Marquez' berühmtester Roman, einer der bedeutendsten Vertreter des magischen Realismus, ist ein literarisches Ungetüm. Hundert Jahre, viele Generation folgen wir der Geschichte der Familie Buendia, die mitten im tiefsten Urwald ein Dorf aufbaut - Macondo - und deren oft tragischen Erlebnissen wir fortan folgen.

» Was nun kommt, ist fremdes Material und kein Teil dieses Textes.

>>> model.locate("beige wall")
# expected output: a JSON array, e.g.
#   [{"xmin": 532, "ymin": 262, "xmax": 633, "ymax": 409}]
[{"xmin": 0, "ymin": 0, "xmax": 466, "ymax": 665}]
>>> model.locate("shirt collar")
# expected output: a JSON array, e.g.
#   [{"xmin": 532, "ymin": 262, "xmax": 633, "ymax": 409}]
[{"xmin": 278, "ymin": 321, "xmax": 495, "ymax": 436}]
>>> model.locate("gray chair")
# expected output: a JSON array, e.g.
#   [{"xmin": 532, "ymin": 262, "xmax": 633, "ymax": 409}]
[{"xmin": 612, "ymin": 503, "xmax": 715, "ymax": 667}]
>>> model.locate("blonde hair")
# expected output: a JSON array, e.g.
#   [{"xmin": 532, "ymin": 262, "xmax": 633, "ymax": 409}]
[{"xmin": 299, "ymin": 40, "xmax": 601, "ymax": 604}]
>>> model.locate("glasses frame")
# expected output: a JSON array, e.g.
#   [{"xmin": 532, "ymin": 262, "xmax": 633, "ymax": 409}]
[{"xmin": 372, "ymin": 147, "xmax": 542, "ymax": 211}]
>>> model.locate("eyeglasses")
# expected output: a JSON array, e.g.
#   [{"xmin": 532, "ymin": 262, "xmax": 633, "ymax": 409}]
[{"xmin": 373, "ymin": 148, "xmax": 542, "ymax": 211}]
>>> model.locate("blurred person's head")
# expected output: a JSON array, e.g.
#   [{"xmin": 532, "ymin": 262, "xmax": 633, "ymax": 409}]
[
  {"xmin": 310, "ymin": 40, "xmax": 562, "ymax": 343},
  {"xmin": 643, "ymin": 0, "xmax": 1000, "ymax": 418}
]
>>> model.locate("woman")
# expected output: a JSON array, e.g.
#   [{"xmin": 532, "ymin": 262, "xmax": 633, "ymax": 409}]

Es handelt sich um keinen Roman im eigentlichen Sinne, vielmehr eine Ansammlung unzähliger Anekdoten und Episoden, die lose miteinander verknüft sind. Wenn es so etwas wie einen roten Faden gibt, dann ist es die Einsamkeit, die dieser Familie wie ein Fluch anlastet, und schlussendlich auch ihr Schicksal besiegelt. Ohne einer richtigen Geschichte gelingt es Marquez dank seiner unbändigen Phantasie, nicht nur einen ganzen Ort mitsamt seiner Einwohner zum Leben zu erwecken, sondern auch das Interesse des Lesers zu wecken. Hier treten prophetische Zigeuner auf, Plagen überziehen das Dorf, mal befällt jeden Einwohner Stummheit, dann steigt ein Mädchen wortwörtlich zum Himmel auf, Söhne ziehen aus und schließen sich der Revolution im Lande an, einer wird gar zum Anführer und zeugt fast zwanzig Söhne - es mangelt nicht an Ideen, und derart geschickt wird hier Alltägliches mit phantastischen Elementen verwoben, das es nur stimmig erscheint, wenn Wunder vollbracht werden, und sich Tragödien ereignen. Was oft absurd und grotesk anmutet, ist innerhalb des Werks immer stimmig, und das ist eine Leistung von Marquez, die man kaum genug würdigen kann.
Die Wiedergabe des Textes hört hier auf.